Lui qui était sur la touche commence enfin à marcher dans ses pompes.
Depuis que je passe pour un homo, je commence à me conduire comme un homme.
Il coupe définitivement les ponts avec son ex-femme. Regagne l’estime de son fils (Stanislas Crevillen). Sécurise sa place au sein de l’entreprise.
L’employé a du sortir des conventions pour mieux rentrer dans le cadre.
L’EXPLICATION
Le Placard, c’est de la politique d’entreprise.
L’entreprise est un microcosme au sens littéral du terme. C’est à dire un groupe représentatif de son milieu social. Une image réduite du monde. Un monde dans le monde, pas hors du monde. Ce qui veut dire que l’entreprise n’est pas régie par la règle du Ce qui se passe à Vegas reste à Vegas. Elle n’est pas étrangère aux évolutions de la société.
Au contraire, elle reflète les évolutions de la société.
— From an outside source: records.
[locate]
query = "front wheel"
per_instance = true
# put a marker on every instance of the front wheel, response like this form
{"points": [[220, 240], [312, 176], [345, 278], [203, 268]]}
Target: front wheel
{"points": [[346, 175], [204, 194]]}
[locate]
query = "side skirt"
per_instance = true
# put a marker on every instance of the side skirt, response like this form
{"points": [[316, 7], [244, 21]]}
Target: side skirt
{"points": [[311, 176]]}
Les conduites inadmissibles en société ne sont pas plus permises entre les murs de l’entreprise. Certains comportements tolérés hier (cf Promotion Canapé) sont devenus illégaux.
Kopel en est parfaitement conscient, que cela lui plaise ou non. Lors de son comité de direction, certaines réflexions embarassent – notamment les remarques homophobes de Santini.
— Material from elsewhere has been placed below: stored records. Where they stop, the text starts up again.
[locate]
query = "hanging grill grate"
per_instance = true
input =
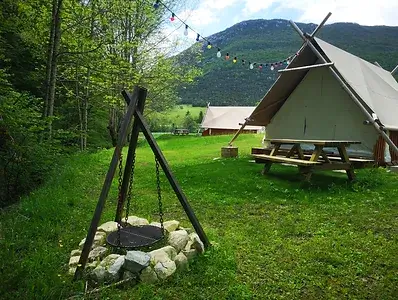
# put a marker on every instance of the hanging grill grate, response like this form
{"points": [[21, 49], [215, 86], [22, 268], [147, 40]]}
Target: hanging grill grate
{"points": [[132, 237]]}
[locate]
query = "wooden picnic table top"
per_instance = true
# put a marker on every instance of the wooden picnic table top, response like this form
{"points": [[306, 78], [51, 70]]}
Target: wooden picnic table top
{"points": [[326, 143]]}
À notre époque il faut éviter certaines plaisanteries, je ne vous le répéterai pas.
On se met au diapason.
L’entreprise est aussi violente que la société peut l’être (cf La Loi du Marché, Chute Libre), bien qu’en apparence tous les poissons donnent l’impression d’être heureux dans leur bocal. Dans les couloirs, c’est le far-west. Les ragots s’échangent. Tout le monde joue la comédie.
Je crois pas que ça soit utile de le rappeler mais vous êtes tous là pour une photo d’entreprise. Alors on sourit, on est content. On montre qu’on est heureux de faire partie de cette belle maison.
L’entreprise est violente de deux manières. Elle peut être sans filtre, à l’image d’Ariane dont les menaces misogynes à l’encontre de Pignon sont pour le moins explicites.
Vous vous êtes conduit comme une bonne femme hystérique et je peux vous dire que si vous continuez à vous comporter comme ça, vous n’aurez plus beaucoup d’amis dans l’entreprise.
L’entreprise, comme la société, peut aussi exclure les membres qui la compose de manière dépassionnée (cf Ressources Humaines). Sans bruit. Pignon est copieusement ignoré par son ex-femme et son fils. De la même manière, ses collègues lui réservent un sort identique : certain·es s’emploient à le faire disparaitre discrètement. Sans rien lui dire en direct, comme on peut se prendre des couteaux dans le dos parfois.
Mademoiselle Bertrand est au courant de tout. Elle ne dit rien.
Vous le saviez ?
Non pas vraiment.
Dans cette jungle, Pignon a un souci qu’il a réussi à identifier grâce à Jean-Pierre. Il est transparent (cf Joker).
Mon problème, c’est que je suis insignifiant.
S’il veut exister, ou plutôt s’il ne veut pas disparaitre, il doit se faire violence. Jouer des coudes pour ne pas se faire marcher sur les pieds par les brutes autour de lui.
Personne ne va le prendre par la main. Alors il doit s’installer à la table des négociations pour jouer le jeu politique. Un sale gosse de plus à la table des hautes instances. Se lancer dans une partie d’échecs (cf L.A. Confidential).
Vous avez eu une vie bien vide jusqu’à présent et maintenant il vous arrive enfin quelque chose.
Penser de manière stratégique, grâce à l’aide de Jean-Pierre. Pas forcément pour se hisser jusqu’au sommet, mais ne serait-ce que pour rester accroché à l’échelle.
Il utilise son orientation sexuelle comme un gilet par balles. Sa couverture explose lorsqu’il est pris sur le fait par Kopel et une poignée de clients Japonais, en train d’essayer des préservatifs avec Mademoiselle Bertrand. Mais comme cette surprise a eu un effet positif sur les clients, ce mensonge n’est plus un souci pour personne. L’éthique tient à la fois du chêne et du roseau.
Le problème ne se pose pas en ces termes…
François Pignon s’est constitué son assurance vie au sein de l’entreprise.
Homosexuel ou pas, vous êtes un chieur Monsieur Pignon!
On ne peut plus le déboulonner. Jean-Pierre peut être fier de son élève.
Vous avez bien manoeuvré mon petit bonhomme.
Il a réussi. Salarié épanoui, François Pignon est également un homme heureux.